Estarão no Parlamento para demonstrar que, tal como orientou o XII Congresso do nosso Partido, constitui prioridade nacional absoluta a institucionalização das Autarquias Municipais, em todo o país, sem discriminação territorial, com a transferência gradual de funções da administração central para a administração autárquica, atendendo o seu grau de crescimento económico e progresso social.
Outra prioridade é o combate efectivo e eficaz ao fenómeno da corrupção por desvio de fundos públicos. Quando, por força dos desvios de fundos públicos, não se concretizam importantes investimentos na saúde, na educação ou na segurança alimentar e nutricional das crianças, e por causa disso, aumentam os níveis de pobreza e a instabilidade das nações, corrói-se a fibra moral das sociedades, alimenta-se o narcotráfico e outros crimes transnacionais, surgem Estados falhados e multiplicam-se conflitos sociais violentos, o que nos pode colocar, certamente, perante uma ameaça à segurança e à estabilidade.
A este respeito, o Grupo Parlamentar da UNITA deve empreender diligências para incluir, no direito interno e internacional o crime de corrupção praticado por titulares de cargos públicos, no cômputo do “crime organizado”, um factor de instabilidade que periga a segurança dos povos e nações.
Neste capítulo, em sede do Parlamento, vamos pugnar por:
• Estabelecer um novo regime penal da corrupção no sector público.
• Promover a criação do Conselho Nacional de Prevenção e combate a Corrupção.

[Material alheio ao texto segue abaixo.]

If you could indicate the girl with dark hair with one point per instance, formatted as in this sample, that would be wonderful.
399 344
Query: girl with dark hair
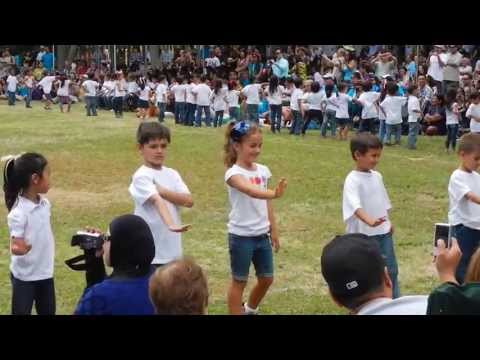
32 244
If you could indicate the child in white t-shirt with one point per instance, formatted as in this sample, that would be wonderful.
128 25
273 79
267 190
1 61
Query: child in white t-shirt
252 229
158 192
452 115
392 106
464 201
366 202
473 112
32 246
413 105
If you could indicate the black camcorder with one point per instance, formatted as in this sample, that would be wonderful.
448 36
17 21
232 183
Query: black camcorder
87 241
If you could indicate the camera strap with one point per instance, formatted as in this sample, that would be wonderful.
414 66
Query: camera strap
73 263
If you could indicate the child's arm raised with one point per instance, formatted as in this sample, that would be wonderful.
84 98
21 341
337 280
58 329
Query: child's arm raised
162 210
273 227
362 215
238 182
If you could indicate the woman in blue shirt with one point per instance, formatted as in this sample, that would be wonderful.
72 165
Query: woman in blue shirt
129 250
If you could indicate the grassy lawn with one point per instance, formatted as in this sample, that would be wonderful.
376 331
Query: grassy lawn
93 158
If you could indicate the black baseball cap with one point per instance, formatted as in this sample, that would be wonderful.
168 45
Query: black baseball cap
352 265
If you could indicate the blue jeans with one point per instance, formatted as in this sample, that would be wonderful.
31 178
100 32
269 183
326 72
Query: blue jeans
412 134
118 106
25 293
275 117
28 97
11 98
452 130
218 119
385 241
330 120
468 241
91 103
297 124
206 109
190 114
245 250
179 112
234 113
161 111
381 131
252 112
393 129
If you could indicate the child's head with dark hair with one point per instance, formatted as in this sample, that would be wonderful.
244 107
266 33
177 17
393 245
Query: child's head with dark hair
366 150
21 174
152 141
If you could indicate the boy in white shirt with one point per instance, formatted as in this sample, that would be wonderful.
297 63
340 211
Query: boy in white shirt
473 112
366 202
252 93
464 201
414 112
12 82
392 106
158 192
202 93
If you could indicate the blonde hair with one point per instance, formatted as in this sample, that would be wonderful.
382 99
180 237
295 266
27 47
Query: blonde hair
473 271
230 155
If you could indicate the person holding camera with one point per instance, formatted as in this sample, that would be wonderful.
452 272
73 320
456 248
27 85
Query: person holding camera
129 249
464 201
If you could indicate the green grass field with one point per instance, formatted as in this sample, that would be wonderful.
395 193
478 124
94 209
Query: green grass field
93 158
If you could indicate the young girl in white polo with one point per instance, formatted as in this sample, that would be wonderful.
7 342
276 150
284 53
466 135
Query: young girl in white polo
31 238
252 230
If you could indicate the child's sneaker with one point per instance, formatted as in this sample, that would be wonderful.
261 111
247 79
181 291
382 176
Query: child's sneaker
248 310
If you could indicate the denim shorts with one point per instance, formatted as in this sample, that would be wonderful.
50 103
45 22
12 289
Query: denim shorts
245 250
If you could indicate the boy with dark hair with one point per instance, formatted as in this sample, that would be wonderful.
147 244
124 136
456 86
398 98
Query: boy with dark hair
158 191
354 269
366 202
464 200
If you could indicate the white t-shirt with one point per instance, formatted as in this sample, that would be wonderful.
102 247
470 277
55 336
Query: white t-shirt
314 100
179 91
160 92
91 87
46 84
435 70
251 91
31 222
248 216
342 102
460 209
296 95
276 97
392 105
405 305
475 111
65 89
365 190
144 94
203 92
12 82
413 104
452 116
232 98
369 109
190 97
219 100
168 246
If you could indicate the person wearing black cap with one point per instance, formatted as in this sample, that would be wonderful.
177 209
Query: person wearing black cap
357 278
129 249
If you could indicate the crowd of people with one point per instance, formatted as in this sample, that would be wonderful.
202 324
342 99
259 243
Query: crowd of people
361 270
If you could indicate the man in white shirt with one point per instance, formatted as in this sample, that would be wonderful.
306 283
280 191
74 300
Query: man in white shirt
357 278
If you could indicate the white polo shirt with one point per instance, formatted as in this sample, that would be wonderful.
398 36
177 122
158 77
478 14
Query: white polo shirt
31 222
168 246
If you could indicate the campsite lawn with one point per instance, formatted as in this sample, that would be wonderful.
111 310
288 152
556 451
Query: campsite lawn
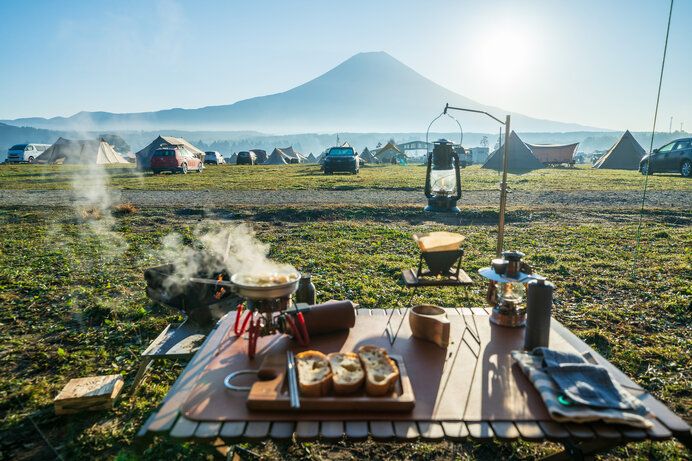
72 304
309 176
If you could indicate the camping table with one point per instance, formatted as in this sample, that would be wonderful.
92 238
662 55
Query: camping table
578 439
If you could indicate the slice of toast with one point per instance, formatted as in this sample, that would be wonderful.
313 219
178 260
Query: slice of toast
314 373
348 372
381 372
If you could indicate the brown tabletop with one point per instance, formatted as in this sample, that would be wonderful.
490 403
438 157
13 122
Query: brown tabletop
480 419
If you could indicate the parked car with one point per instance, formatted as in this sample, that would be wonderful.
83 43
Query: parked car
341 159
676 156
214 157
175 159
25 152
246 158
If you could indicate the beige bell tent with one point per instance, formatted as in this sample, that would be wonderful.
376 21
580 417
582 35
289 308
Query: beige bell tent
144 155
290 155
275 158
90 151
390 154
554 154
519 156
260 155
367 156
624 155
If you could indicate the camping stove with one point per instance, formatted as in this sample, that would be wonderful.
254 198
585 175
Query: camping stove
266 317
269 309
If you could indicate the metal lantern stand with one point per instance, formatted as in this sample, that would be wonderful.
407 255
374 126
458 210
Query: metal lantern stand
503 193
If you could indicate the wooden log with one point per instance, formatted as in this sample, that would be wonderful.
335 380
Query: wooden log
88 394
456 431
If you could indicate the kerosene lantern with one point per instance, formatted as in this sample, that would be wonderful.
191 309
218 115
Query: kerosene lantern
442 179
505 294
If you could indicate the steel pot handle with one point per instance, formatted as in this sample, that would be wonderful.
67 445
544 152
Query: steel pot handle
227 381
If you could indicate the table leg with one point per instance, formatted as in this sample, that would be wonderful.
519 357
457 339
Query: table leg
389 329
143 368
582 451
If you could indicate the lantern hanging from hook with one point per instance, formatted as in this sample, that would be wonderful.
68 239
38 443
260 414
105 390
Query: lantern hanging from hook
443 177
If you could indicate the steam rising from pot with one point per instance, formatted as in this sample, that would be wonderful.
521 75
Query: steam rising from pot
218 247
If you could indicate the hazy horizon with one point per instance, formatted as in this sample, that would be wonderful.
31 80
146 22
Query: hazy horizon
589 63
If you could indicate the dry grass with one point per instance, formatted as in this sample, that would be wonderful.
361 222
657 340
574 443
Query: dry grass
123 209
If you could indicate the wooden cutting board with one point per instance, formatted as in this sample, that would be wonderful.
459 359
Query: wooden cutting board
272 394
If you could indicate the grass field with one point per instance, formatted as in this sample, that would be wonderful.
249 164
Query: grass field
233 177
72 301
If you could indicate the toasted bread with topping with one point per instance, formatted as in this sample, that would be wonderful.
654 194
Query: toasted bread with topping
314 373
348 372
381 372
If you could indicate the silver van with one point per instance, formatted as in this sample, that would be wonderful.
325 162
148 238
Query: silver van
25 152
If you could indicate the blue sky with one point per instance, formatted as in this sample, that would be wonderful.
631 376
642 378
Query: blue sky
591 62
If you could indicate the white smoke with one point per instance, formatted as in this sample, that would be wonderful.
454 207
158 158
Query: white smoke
217 246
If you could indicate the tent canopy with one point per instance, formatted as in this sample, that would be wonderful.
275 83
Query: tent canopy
367 156
519 156
276 158
389 152
144 155
260 155
553 153
624 155
81 151
288 154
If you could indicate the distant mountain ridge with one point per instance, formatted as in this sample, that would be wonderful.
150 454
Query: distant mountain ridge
369 92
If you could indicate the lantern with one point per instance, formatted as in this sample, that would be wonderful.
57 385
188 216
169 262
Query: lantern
443 180
505 294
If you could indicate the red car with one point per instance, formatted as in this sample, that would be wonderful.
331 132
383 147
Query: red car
175 158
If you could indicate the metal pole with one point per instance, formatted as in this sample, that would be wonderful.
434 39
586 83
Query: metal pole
503 194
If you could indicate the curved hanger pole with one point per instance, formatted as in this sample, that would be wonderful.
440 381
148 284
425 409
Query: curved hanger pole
461 131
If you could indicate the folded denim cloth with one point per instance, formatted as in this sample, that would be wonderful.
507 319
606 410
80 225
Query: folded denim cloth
583 382
533 364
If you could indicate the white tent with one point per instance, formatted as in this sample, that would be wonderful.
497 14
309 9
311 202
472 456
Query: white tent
80 151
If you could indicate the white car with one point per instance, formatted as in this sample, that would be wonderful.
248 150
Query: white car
214 157
25 152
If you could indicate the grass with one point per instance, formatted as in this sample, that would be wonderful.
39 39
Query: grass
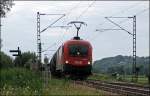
20 81
66 87
105 77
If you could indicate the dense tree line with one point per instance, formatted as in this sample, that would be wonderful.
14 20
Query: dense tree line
121 64
26 59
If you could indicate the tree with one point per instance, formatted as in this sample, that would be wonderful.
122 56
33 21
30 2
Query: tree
5 6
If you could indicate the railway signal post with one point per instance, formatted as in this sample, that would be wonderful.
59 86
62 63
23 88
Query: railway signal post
17 53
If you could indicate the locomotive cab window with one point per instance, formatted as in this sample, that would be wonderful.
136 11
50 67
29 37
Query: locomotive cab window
78 50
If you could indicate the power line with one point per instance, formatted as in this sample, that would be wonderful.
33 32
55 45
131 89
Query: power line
122 11
123 21
83 12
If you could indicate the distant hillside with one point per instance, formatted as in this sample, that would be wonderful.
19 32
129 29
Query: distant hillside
120 64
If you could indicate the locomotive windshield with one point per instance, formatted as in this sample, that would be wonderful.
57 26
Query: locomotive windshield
78 50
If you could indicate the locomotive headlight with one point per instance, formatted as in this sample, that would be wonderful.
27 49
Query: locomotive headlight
66 62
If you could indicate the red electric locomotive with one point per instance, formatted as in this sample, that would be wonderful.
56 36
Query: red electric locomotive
73 58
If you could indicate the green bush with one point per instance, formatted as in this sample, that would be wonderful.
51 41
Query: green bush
19 81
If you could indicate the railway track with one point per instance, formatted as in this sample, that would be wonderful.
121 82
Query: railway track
119 88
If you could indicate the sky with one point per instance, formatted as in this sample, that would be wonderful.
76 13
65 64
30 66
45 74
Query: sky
19 27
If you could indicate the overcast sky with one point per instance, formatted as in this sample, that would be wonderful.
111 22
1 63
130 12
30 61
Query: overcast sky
19 28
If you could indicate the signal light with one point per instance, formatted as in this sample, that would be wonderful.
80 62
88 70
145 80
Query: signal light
66 62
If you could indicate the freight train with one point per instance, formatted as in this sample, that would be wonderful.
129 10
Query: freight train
73 58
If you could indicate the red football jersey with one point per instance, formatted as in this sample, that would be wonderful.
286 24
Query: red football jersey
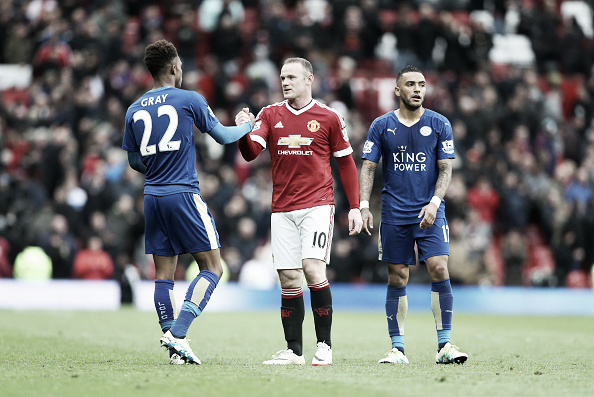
300 144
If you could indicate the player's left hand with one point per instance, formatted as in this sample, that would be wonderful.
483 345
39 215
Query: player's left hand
355 222
428 214
244 116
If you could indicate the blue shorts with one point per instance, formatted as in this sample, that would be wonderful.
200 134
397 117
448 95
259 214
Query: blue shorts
178 223
397 242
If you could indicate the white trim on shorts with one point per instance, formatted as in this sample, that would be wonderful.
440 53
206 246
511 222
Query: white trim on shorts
203 211
293 234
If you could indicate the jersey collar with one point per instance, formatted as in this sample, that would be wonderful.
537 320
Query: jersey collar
302 110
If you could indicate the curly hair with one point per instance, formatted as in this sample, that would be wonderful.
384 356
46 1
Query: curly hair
407 69
159 55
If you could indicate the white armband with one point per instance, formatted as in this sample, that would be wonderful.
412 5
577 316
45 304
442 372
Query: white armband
436 200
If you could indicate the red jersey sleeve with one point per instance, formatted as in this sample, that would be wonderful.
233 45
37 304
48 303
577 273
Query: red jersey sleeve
339 139
251 144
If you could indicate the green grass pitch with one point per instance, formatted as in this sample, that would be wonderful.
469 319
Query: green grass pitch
118 354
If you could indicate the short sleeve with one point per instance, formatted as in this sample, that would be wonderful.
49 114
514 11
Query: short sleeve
445 143
339 138
372 150
129 143
203 115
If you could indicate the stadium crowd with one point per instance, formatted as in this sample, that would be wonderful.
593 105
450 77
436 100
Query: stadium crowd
521 202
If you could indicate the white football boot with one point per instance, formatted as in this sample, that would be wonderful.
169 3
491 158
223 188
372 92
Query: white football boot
394 356
181 346
323 355
449 354
285 357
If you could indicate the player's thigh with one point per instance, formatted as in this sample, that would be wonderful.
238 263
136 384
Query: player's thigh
397 244
179 223
284 241
433 241
316 227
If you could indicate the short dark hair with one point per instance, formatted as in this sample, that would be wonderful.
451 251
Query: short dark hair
159 55
304 62
407 69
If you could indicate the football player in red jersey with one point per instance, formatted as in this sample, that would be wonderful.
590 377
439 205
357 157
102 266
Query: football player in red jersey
301 135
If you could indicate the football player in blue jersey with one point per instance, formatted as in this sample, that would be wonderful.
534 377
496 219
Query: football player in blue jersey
158 136
417 149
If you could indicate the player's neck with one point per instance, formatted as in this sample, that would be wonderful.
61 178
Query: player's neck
299 103
407 116
160 83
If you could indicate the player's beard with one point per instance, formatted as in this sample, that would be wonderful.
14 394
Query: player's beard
410 107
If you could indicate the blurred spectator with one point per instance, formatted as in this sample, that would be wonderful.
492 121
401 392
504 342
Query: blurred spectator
515 252
5 265
210 11
19 45
527 128
60 245
32 264
484 199
92 263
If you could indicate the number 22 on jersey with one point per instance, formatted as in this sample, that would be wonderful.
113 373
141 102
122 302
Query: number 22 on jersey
165 144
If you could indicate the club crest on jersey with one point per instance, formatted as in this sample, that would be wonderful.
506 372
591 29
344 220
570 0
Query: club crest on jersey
367 147
294 141
313 125
448 146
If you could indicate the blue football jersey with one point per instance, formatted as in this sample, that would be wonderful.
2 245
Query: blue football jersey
159 125
409 163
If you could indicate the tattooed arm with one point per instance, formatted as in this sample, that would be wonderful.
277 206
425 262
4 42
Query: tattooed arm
365 185
441 187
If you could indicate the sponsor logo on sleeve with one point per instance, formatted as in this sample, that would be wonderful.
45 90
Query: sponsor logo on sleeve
448 146
367 147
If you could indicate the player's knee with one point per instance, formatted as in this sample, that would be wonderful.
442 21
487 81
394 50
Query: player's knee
439 272
218 270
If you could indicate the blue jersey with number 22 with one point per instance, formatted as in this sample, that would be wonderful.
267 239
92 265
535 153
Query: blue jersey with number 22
159 125
409 166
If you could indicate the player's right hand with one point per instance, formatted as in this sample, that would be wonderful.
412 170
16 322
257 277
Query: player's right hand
355 222
367 220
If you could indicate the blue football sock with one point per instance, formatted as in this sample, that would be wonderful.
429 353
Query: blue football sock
197 297
396 309
442 304
164 303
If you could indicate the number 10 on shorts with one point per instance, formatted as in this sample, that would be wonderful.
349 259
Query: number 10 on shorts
446 233
319 239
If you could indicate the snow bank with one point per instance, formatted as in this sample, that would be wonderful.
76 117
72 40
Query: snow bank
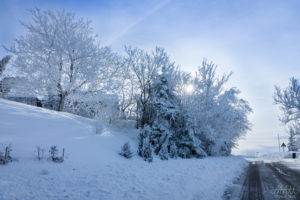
93 169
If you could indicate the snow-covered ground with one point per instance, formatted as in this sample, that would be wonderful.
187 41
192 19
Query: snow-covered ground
93 169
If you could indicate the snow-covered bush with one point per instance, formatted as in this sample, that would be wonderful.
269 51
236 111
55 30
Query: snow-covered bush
54 154
144 149
40 152
126 151
5 156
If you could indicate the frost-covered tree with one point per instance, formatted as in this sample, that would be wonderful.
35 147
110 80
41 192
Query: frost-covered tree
143 68
289 101
166 128
294 133
3 62
217 115
60 55
7 82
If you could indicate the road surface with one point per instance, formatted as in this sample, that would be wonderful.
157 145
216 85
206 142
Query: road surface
267 181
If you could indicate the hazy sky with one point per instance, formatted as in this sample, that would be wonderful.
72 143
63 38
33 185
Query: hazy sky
259 41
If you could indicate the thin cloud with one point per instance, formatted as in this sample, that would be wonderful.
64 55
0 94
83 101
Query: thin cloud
150 12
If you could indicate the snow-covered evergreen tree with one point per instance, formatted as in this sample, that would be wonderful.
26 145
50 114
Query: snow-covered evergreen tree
167 130
293 133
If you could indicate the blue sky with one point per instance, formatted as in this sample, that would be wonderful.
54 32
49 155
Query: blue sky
259 41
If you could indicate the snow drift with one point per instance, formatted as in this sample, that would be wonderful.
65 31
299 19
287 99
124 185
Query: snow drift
93 168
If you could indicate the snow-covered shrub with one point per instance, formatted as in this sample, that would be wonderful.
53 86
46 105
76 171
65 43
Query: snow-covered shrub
5 156
126 151
144 149
54 154
40 152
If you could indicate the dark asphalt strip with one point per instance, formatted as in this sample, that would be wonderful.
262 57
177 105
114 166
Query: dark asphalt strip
290 180
252 184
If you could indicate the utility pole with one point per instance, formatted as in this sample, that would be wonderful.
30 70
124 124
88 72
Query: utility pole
278 143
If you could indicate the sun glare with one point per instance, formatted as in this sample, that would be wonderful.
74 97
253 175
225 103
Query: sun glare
189 88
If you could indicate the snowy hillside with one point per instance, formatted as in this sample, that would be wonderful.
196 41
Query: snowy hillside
93 169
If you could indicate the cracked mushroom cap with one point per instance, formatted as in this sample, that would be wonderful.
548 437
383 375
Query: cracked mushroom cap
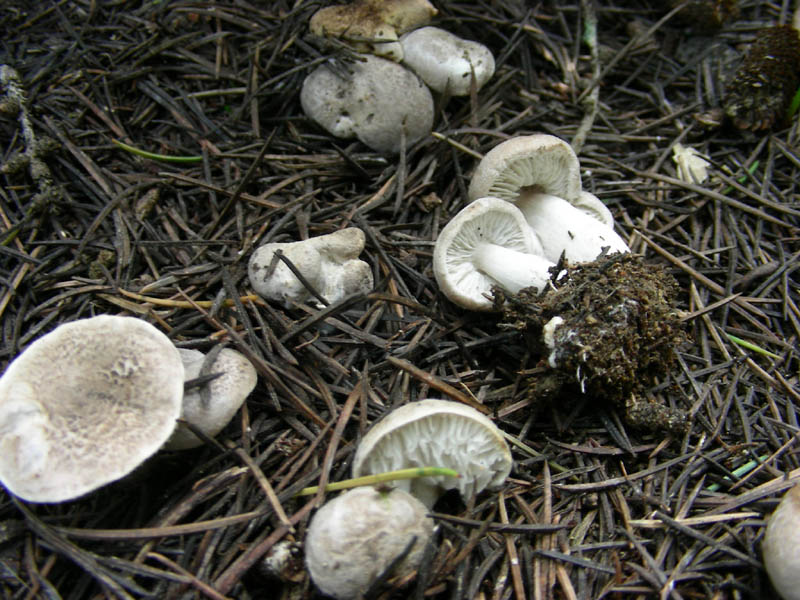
372 25
373 99
436 433
85 405
354 537
487 243
445 62
210 410
781 546
539 162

• Promover a inclusão do crime de corrupção praticado por governantes no quadro do crime internacional organizado e dos crimes contra a segurança dos povos;
• Ratificar a Convenção Contra a Corrupção da ONU.
Afirmei aos angolanos antes e durante a campanha eleitoral que depois das eleições deixaria o cargo de Presidente da UNITA para servir o partido numa posição diferente. Mantenho e reafirmo esta decisão. Terminada a fase eleitoral e encontrando-nos no dealbar do novo ciclo político, acho ter chegado o momento para desencadearmos o processo conducente à materialização desta decisão. Esta reunião deverá, pois, proceder à definição da data em que a Comissão Política do Partido vai reunir para que, além de analisar o relatório da Direcção da Campanha Eleitoral, possa também, nos termos dos Estatutos, ser ouvida quanto à realização de um Congresso Extraordinário para a eleição do novo Presidente do Partido.
Os angolanos conferiram à UNITA novas responsabilidades muito mais abrangentes do que os números eleitorais parecem transmitir. A UNITA tornou-se um património nacional, depositário fiel das aspirações de liberdade e dignidade dos angolanos. Estou certo que o nosso Partido está e vai continuar a estar à altura desta confiança. Vamos por isso assumir as nossas responsabilidades e continuar a servir o povo, ao lado do povo, para o benefício do povo.”
Reitero, esse velho não vai abdicar-se dos seus assentos no Conselho da República e na Assembleia Nacional.